Monday, February 2, 2009

getting around to Earle Brown


Thinking about Lukas Foss and the opening-up of composition to include chance (and filling the gaps in my musical knowledge), I remember reading about Earle Brown's Twenty-five Pages - 25 pages of music scored for 1-25 pianos to be performed in any order. I don't have liner notes, but from the versions and the time signature on this record, I am guessing that the pages are handed out to the performers and the more pianos you have, the shorter the piece will be: 25 pianos gets it done in 1:13, one in 25:49, four in 14:15. The less pianos, the more quiet and contemplative the piece is, the more, or course, the more "chaotic" and confusing. I say chaotic in quotes because I think this is a great example pulling the rug out of chaos - in that there is always an order, we are just sometimes incapable of following it.
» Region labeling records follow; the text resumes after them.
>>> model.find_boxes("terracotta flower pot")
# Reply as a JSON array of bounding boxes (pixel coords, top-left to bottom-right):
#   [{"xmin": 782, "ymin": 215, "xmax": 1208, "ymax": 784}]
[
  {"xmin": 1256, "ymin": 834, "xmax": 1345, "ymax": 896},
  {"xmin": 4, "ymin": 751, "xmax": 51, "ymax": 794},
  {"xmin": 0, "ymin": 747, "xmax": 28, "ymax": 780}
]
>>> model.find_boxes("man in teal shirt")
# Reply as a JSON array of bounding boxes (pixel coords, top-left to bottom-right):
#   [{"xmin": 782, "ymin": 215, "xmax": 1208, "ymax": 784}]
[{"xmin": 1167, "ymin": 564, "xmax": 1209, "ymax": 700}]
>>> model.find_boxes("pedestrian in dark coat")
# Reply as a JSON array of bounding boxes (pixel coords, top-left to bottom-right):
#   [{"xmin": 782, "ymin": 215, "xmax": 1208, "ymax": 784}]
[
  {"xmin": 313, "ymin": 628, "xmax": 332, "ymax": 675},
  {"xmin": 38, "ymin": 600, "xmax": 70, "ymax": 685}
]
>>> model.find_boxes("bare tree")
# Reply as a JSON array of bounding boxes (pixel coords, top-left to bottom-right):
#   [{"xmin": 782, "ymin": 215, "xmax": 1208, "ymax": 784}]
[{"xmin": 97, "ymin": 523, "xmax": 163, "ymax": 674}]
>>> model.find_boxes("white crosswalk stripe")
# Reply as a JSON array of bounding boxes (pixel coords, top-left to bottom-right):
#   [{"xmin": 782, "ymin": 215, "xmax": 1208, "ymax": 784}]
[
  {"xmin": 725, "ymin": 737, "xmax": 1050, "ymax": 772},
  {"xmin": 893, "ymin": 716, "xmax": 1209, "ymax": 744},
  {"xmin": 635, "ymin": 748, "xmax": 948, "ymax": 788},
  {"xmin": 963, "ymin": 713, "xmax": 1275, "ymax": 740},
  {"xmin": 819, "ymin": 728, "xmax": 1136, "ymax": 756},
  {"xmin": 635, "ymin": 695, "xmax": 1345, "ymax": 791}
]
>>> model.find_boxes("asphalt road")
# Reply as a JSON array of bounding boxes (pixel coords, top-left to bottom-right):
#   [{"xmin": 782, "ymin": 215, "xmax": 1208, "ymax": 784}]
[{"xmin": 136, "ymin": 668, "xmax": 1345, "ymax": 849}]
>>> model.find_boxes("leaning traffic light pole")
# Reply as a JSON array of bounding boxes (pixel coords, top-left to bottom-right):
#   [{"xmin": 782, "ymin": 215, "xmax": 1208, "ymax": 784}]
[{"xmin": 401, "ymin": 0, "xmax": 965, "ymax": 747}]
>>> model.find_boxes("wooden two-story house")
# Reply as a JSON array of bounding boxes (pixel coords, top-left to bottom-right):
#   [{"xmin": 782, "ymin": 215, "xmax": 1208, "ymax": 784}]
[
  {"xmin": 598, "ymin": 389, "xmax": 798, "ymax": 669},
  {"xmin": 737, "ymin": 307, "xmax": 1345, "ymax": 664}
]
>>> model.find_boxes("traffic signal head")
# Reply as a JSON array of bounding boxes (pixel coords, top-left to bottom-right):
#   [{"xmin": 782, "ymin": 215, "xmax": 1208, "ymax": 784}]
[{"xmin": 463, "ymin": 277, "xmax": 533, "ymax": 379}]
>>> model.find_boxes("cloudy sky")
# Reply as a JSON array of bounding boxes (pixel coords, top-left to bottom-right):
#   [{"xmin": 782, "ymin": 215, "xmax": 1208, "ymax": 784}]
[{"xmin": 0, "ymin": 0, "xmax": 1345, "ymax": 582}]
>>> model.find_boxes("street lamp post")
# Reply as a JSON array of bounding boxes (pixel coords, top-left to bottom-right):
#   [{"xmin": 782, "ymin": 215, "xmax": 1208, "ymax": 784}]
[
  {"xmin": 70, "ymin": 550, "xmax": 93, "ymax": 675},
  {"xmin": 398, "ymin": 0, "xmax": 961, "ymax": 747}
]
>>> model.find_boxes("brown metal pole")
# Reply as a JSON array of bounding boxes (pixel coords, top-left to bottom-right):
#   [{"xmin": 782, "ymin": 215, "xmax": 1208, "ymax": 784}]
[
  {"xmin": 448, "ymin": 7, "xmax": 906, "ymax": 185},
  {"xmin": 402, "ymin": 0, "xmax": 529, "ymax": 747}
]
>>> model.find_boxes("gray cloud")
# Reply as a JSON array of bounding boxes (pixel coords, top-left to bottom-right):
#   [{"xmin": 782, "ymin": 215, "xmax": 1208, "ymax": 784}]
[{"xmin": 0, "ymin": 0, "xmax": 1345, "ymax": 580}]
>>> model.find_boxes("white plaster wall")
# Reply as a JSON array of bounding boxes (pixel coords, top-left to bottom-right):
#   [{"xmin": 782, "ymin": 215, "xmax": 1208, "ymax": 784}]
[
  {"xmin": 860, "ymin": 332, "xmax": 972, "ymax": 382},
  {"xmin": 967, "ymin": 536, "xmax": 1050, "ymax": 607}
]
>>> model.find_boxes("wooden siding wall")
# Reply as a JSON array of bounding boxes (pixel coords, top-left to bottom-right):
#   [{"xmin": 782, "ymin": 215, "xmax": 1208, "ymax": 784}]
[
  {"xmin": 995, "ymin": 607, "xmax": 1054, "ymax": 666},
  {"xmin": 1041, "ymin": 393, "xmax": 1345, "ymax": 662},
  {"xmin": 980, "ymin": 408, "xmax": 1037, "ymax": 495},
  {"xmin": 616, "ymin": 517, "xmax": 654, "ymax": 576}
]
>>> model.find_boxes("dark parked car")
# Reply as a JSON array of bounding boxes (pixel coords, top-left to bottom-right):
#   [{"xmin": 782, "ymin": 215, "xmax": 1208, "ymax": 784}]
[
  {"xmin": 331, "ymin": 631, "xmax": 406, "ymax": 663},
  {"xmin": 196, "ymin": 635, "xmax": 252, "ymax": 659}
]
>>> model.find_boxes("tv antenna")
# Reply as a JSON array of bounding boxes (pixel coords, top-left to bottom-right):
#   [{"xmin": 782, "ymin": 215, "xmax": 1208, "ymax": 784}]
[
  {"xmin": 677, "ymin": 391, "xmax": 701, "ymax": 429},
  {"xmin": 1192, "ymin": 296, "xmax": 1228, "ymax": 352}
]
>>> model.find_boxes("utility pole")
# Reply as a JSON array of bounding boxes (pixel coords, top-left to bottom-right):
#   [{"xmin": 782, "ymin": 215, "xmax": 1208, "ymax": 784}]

Also I like the idea of there being a limited number of ideas or thoughts to go around, that if you were the only person left in the world, you'd have them all to think through by yourself, like Burgess Meredith and his books in that Twilight Zone episode, also leading that if there was no one left to think them, there thoughts would linger around in the air indefinitely.



But of course, the vagaries of human interaction bungle the beauty of math: charting it out reveals that two people can get through a set of information much more expediently than four, something understood by anyone who has ever sat around a conference table for any stretch of time.